Angehörige dieser Volksgruppe machen den größten Teil der 1.300 Einwohner von Ózd aus, die an einem öffentlichen Beschäftigungsprogramm teilnehmen, das Ende 2013 von der Orbán-Regierung landesweit eingeführt wurde. Die Nettobezahlung für ungelernte Arbeiter liegt bei umgerechnet 165 Euro im Monat, Geld, das viele dringend benötigen, da die Regierung die Arbeitslosenhilfen stark gekürzt hat. Zahlreiche Roma in Ózd leben in bitterer Armut, in Elendsquartieren ohne fließendes Wasser und ohne Müllabfuhr.
Janiczek wendet die Regeln des Beschäftigungsprogrammes nicht nur strikter an, sondern hat auch neue hinzugefügt. So beginnt die Arbeit auf dem Ackerland bis zu zwei Stunden früher als vor seinem Amtsantritt. Weil um diese Zeit nur wenige öffentliche Transportmittel zur Verfügung stehen, sind viele Beschäftigte zu einem langen Fußmarsch gezwungen. Es gibt Klagen über mangelndes Trinkwasser, zu wenige Toiletten und darüber, dass pro Stunde nur fünf Minuten Pausieren erlaubt ist. Am größten ist die Entrüstung aber über eine neue Vertragsklausel, die den Offiziellen Videoaufzeichnungen und Fotoaufnahmen erlaubt.

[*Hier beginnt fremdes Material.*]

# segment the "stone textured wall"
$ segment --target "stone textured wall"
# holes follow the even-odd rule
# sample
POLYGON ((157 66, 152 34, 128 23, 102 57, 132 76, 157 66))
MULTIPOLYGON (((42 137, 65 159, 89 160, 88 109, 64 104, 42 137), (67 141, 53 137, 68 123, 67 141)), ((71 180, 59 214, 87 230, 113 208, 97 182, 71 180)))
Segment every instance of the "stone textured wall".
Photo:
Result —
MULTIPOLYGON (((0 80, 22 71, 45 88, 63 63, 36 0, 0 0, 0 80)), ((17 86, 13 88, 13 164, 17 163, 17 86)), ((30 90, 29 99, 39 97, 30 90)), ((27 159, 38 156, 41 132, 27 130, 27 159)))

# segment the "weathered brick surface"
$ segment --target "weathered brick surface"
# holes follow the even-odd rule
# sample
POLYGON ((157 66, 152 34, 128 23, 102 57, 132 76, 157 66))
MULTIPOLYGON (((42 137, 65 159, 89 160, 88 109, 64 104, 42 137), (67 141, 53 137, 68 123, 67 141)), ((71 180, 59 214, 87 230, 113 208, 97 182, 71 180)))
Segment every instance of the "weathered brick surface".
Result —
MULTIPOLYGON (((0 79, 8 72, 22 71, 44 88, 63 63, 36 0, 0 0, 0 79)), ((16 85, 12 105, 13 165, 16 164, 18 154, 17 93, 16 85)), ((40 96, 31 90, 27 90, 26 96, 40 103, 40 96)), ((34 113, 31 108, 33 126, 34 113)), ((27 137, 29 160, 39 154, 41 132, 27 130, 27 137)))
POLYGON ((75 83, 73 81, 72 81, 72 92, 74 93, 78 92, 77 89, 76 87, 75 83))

Überwachung als Gewöhnungssache
„Es geht nur um Einschüchterung“, sagt Bela Biro, ein Roma und früherer Stahlarbeiter, als er im Frühjahr mit anderen Ackerland am Rande der Stadt bearbeitete. „Wir trauen uns nicht, uns auch nur für fünf Minuten hinzusetzen. Sie sagen uns, dass wir das nicht dürfen, auch wenn uns Blut aus der Nase läuft.“
Janiczak sagt, er folge nur geltenden Gesetzen. „Wir wollen nichts anderes als Ordnung und Beschäftigungsregeln durchsetzen und diese Leute zum Arbeiten erziehen“, sagt der Bürgermeister. Was den Menschen aus seiner Sicht in Wahrheit Sorge bereite, sei, „dass sie wirklich arbeiten müssen anstatt nur am Arbeitsplatz zu erscheinen“.
Und was die Überwachungskameras betreffe: Die gebe es „an jedem Arbeitsplatz in der entwickelten, zivilisierten Welt“. Die Menschen im öffentlichen Beschäftigungsprogramm, erklärt Janiczak, sollten sich „besser daran gewöhnen, beobachtet zu werden“.